Saturday, April 11, 2009

Mr Pot, meet Mr Kettle

Now, I'm not going to defend smears as a political weapon - we should be able to put a better case to the electorate rather than just relying on negative campaigning (which is of dubious value, to say the least). A candidate's personal life is only relevant if it highlights hypocrisy, illegality or they put it into the firing line themselves.

For example, many of my readers will remember the fun I had with John Hemming's complicated lovelife just after the last general election. I had heard rumours of something like that in the weeks prior to the election, but I only went with the story once the man himself had put it into the public arena. If someone told me that Sir Bufton Tufton, the famous MP for Anytown - who had publicly railed against the evils of homosexuality - was actually a regular on the gay scene and rarely seen without a young man on his arm, then I would consider that a hypocrisy worthy of revelation. If Sir Bufton was breaking the law, then that would be reasonable - as long as I could evidence the claims and defend myself against the inevitable libel action. As an example, I don't think that the publication of Max Mosley's sexual predilections advanced the cause of human knowledge or can remotely be justified under either of those two latter tests.

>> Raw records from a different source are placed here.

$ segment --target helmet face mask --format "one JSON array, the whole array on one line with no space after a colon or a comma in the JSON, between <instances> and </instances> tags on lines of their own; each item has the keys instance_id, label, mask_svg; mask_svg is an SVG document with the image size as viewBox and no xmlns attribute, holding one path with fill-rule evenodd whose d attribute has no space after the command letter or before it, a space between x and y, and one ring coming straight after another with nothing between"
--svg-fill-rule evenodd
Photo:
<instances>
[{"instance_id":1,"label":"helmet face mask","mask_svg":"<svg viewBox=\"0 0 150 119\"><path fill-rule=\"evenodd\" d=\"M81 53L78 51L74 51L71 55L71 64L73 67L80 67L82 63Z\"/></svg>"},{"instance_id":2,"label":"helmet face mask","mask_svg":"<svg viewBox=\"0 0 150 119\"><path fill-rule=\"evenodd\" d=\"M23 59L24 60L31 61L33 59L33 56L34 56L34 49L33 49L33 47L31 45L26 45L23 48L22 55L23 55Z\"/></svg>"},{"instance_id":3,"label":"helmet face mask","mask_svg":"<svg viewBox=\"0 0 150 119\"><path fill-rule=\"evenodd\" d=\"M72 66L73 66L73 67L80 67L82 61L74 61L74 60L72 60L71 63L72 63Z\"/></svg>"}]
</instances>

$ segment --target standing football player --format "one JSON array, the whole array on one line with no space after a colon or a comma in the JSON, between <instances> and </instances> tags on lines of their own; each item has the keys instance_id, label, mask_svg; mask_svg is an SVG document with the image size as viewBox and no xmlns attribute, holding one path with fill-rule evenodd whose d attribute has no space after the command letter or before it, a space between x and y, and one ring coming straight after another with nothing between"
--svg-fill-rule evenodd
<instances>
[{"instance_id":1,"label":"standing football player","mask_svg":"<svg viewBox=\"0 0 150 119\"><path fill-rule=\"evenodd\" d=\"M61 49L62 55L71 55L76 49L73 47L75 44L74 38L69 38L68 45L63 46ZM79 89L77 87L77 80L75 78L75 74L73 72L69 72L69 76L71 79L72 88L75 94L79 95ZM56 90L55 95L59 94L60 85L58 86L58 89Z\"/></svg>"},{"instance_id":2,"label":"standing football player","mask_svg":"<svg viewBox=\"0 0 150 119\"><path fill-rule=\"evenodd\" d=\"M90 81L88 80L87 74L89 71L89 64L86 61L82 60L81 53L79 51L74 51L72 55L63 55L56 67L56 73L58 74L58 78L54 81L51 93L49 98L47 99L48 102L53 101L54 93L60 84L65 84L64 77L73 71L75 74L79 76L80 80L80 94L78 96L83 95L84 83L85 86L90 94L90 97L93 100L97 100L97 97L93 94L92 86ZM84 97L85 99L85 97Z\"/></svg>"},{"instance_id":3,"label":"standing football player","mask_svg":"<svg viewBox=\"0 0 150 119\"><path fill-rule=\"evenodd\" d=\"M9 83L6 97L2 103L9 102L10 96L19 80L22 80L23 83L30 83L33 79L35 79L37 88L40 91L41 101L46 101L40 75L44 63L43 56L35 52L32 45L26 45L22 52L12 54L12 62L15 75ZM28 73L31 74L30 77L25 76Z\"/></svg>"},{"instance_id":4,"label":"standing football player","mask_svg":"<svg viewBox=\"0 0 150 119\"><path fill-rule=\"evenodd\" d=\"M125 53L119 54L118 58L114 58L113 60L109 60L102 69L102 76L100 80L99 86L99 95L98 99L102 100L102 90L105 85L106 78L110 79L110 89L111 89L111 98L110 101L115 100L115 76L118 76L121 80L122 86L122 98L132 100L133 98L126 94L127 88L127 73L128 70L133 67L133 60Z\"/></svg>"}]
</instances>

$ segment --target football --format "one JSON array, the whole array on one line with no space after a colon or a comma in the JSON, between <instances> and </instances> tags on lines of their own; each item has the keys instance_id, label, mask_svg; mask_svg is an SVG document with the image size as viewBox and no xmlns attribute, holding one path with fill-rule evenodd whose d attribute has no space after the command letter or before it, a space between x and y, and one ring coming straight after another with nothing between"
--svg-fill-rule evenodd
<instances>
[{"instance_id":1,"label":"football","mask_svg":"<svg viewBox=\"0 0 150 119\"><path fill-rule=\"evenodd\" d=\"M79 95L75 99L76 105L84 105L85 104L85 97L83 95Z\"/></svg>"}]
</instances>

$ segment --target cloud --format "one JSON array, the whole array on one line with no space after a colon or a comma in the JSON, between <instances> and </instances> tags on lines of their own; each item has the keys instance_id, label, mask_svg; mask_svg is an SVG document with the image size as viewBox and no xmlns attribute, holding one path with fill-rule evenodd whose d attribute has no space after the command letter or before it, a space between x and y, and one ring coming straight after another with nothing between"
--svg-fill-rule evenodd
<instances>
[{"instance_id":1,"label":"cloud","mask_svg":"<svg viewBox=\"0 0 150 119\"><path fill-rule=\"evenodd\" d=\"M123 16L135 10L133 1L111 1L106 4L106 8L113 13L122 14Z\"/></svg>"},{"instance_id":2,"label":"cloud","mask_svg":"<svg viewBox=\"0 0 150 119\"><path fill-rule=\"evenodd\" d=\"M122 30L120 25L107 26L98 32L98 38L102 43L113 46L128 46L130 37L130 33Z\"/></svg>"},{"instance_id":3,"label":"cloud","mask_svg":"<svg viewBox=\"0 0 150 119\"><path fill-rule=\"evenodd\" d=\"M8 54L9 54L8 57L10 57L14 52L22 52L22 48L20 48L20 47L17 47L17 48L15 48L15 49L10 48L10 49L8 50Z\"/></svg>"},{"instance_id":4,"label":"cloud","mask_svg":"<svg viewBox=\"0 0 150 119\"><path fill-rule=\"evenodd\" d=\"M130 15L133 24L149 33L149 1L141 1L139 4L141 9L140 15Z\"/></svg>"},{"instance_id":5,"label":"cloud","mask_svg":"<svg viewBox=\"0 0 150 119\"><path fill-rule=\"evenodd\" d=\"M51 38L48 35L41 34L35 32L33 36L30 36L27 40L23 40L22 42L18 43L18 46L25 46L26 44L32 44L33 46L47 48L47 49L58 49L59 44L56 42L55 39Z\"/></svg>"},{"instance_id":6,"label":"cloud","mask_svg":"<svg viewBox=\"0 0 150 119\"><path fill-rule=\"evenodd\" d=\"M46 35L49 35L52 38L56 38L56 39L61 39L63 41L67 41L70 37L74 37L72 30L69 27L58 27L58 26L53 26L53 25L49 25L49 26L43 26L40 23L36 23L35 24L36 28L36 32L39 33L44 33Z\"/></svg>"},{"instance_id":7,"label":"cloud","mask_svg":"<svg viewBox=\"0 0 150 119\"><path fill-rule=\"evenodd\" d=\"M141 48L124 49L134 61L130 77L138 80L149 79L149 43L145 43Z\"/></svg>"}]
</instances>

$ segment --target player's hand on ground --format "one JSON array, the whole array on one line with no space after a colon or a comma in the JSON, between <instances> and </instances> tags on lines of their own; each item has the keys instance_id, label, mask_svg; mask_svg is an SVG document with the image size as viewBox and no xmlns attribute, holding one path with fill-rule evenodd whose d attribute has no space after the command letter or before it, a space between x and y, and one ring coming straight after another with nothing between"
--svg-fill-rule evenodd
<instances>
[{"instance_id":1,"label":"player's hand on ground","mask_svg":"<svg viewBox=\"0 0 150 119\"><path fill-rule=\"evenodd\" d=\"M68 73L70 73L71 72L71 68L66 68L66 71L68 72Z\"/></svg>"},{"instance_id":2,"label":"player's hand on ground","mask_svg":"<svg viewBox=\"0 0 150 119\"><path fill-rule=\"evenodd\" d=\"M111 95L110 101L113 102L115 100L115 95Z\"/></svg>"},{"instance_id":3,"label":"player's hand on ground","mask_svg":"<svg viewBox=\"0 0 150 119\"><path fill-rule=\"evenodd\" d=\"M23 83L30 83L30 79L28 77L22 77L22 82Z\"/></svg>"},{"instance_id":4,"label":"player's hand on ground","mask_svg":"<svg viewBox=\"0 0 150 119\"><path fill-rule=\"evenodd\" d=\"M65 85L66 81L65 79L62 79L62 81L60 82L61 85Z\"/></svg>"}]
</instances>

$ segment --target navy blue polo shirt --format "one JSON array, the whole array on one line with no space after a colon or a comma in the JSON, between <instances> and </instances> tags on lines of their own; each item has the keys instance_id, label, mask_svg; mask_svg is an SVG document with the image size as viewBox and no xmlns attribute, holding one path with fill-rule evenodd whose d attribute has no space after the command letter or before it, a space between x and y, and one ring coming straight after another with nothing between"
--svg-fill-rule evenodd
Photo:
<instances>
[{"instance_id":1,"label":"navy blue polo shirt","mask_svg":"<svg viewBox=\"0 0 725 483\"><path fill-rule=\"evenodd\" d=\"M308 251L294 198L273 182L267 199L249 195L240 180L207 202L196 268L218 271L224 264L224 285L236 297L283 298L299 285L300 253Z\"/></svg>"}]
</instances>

Now, I don't know what the allegations made by Damian McBride were and I'm not going to defend any nasty little smears and lies, even about our opposition - not even Nadine Dorries, no matter how much I dislike her and her views. I don't know if they were pushed to Derek Draper, who appears to have become the voice of the Labour blogosphere (I didn't vote for him) for leaking and wider publication or if they were just passed on as a bit of canteen gossip. I'd certainly condemn any smears or revelations of private lives that did not meet my key tests of hypocrisy or illegality. I think that McBride had to go - either by falling on his sword or by dismissal for what has to be a gross breach of the government IT use policy.

However, to have Paul Staines - Guido Fawkes - setting himself up as some sort of judge and jury on smearing politicians REALLY sticks in my throat. He's allowed and encouraged grossly abusive and offensive comments about (predominantly) Labour politicians on his site for years - Tim Ireland over at Bloggerheads makes the point most effectively, as usual.
Any outrage you hear from Paul Staines and his followers is bound to be fabricated, as they've quietly tolerated repeated smears on the website and elsewhere for years.
Staines' bot-like dittoheads can be relied upon to roll out the usual range of cobblers about Labour in adulatory support of the bile that Staines spews out against those not in full support of his particular libertarian agenda. And now this man is taking the high moral ground about obscenity and rumour?

And, a minor point - how DID Staines get his grubby little fingers on the emails?

We don't need to paddle in the same sewers as Guido and his ilk - leave them to it.